Fort Pitt (Pennsylvania) - French and Indian War

French and Indian War

The fort was built from 1759 to 1761 during the French and Indian War (Seven Years War), next to the site of former Fort Duquesne, at the confluence the Allegheny River and the Monongahela River. The French built Fort Duquesne in 1754, at the beginning of that war, and it became a focal point due to its strategic river location. The Braddock expedition, a 1755 attempt to take Fort Duquesne, met with defeat at the Battle of the Monongahela at present-day Braddock, Pennsylvania. The French garrison defeated an attacking British regiment in September 1758 at the Battle of Fort Duquesne. They abandoned and destroyed the fort at the approach of General John Forbes's expedition in November.

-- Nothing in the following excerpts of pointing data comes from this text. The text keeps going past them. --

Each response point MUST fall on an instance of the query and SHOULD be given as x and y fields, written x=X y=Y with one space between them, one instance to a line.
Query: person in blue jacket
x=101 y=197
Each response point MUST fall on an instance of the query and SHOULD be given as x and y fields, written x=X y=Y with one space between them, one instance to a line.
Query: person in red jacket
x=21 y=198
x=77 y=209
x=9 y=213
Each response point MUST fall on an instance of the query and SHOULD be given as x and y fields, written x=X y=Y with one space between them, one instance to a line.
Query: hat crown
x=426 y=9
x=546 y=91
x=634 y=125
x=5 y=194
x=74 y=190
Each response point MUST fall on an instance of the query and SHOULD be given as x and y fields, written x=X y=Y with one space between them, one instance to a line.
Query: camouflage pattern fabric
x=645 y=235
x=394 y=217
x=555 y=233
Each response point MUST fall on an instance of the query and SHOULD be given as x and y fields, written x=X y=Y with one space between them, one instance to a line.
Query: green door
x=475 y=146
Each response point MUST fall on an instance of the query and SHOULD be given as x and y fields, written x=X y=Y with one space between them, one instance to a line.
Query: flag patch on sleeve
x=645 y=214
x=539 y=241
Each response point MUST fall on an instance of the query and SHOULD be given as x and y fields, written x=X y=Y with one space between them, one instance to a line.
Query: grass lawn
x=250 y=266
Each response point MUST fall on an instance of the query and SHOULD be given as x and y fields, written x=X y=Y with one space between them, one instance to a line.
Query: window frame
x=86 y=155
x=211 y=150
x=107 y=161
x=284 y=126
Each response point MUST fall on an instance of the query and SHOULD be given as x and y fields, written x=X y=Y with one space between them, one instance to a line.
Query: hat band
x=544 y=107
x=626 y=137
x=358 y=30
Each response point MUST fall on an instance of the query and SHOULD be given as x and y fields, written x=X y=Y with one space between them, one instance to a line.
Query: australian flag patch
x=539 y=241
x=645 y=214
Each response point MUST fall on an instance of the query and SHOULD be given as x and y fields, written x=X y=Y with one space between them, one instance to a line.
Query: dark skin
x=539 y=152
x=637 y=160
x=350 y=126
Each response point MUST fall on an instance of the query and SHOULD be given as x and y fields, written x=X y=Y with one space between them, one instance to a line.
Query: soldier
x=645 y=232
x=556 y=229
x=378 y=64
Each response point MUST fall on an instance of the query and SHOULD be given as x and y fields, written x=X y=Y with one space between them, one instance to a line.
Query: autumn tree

The Forbes expedition was successful where the Braddock expedition had failed because the Treaty of Easton of 1758 reduced French alliances with Native American tribes. Chiefs of 13 American Indian nations agreed to negotiate peace with the colonial governments of Pennsylvania and New Jersey and to abandon any alliances with the French. The nations were primarily those of the Iroquois, Lenape (Delaware), and Shawnee, who agreed to the treaty in return for the British governments' promising to respect their rights to hunting and territory in the Ohio Country, to prohibit establishing new settlements west of the Appalachian Mountains, and to withdraw British and colonial military troops after the war. The Indians wanted a trading post at Fort Duquesne, but they did not want a British army garrison or colonial settlement. The colonists built a new fort and named it Fort Pitt, after William Pitt the Elder.